Lucky People Center International Review

Pre-millennial documentary mood piece capturing a world view using DJ-style cut-up editing techniques.

by Tom Doyle |
Published on
Release Date:

29 Oct 1999

Running Time:

81 minutes

Certificate:

12

Original Title:

Lucky People Center International

While its title may prove misleading - Lucky People Center are a Swedish multi-media collective who spawned this film, International signifies the world outlook - this is an ambitious and at times astonishing work.

In capturing the pre-millennial mood, the film makers travelled the globe, shooting interviews - with the likes of a voodoo priestess, an American rapper/rush hour flower salesman, a former porn star-turned-spiritual adviser - and documentary footage of rituals, dances and drumming, before piecing it together with the pulse of a music video.

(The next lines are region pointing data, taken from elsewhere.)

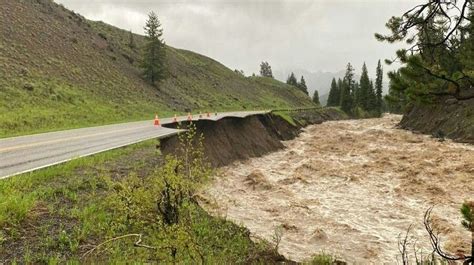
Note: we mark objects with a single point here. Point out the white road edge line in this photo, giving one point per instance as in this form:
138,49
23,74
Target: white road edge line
91,153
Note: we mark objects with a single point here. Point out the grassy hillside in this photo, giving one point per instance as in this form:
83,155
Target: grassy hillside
59,70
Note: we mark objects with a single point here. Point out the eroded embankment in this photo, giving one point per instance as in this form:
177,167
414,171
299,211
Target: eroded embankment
451,118
350,188
232,139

Filmed by visual artist Pauser and edited by self-styled 'video percussionist' Soderberg, the result is a multi-layered collage that combines panoramic vistas and nape-tingling sounds and rhythms with varying notions of profoundity and absurdity.

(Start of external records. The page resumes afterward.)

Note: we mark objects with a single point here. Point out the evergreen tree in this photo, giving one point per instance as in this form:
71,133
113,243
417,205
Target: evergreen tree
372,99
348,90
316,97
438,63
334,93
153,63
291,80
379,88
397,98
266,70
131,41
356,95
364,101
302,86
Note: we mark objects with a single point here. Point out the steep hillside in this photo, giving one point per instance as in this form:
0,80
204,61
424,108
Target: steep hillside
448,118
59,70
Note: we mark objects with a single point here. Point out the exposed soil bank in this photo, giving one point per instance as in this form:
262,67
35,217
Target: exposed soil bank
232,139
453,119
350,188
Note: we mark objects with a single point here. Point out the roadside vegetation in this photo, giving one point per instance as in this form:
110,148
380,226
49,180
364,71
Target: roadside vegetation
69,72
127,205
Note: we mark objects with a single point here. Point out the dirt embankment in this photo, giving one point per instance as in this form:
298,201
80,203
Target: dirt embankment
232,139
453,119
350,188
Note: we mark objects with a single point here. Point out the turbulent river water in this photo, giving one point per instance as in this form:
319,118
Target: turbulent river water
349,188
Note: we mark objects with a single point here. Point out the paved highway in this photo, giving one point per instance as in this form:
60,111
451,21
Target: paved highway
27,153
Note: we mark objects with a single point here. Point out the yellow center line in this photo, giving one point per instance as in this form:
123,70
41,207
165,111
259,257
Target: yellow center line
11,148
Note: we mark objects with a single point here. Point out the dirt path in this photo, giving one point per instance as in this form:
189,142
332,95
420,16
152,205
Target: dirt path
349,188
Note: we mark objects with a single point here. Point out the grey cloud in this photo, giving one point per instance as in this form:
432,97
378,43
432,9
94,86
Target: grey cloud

Highlights are numerous: the fiercesome Maori dancers Te Waka Huia chanting against the horror of the credit card; banker Toshiji Mikawa in primal screaming performance artist mode; Indian contortionist Baba Ghi dryly reading the time from his wrist watch with his knees behind his ears; Skander Chand, jungle-dweller fluent in gibbon-speak, perilously abseiling down a cable car line in an ape suit.

Lucky People Center International throws up the bigger questions, but sagely, never attempts to provide answers.

Thought-provoking, funny and funky, it's Koyaanisqatsi rebuilt for the post-rave generation.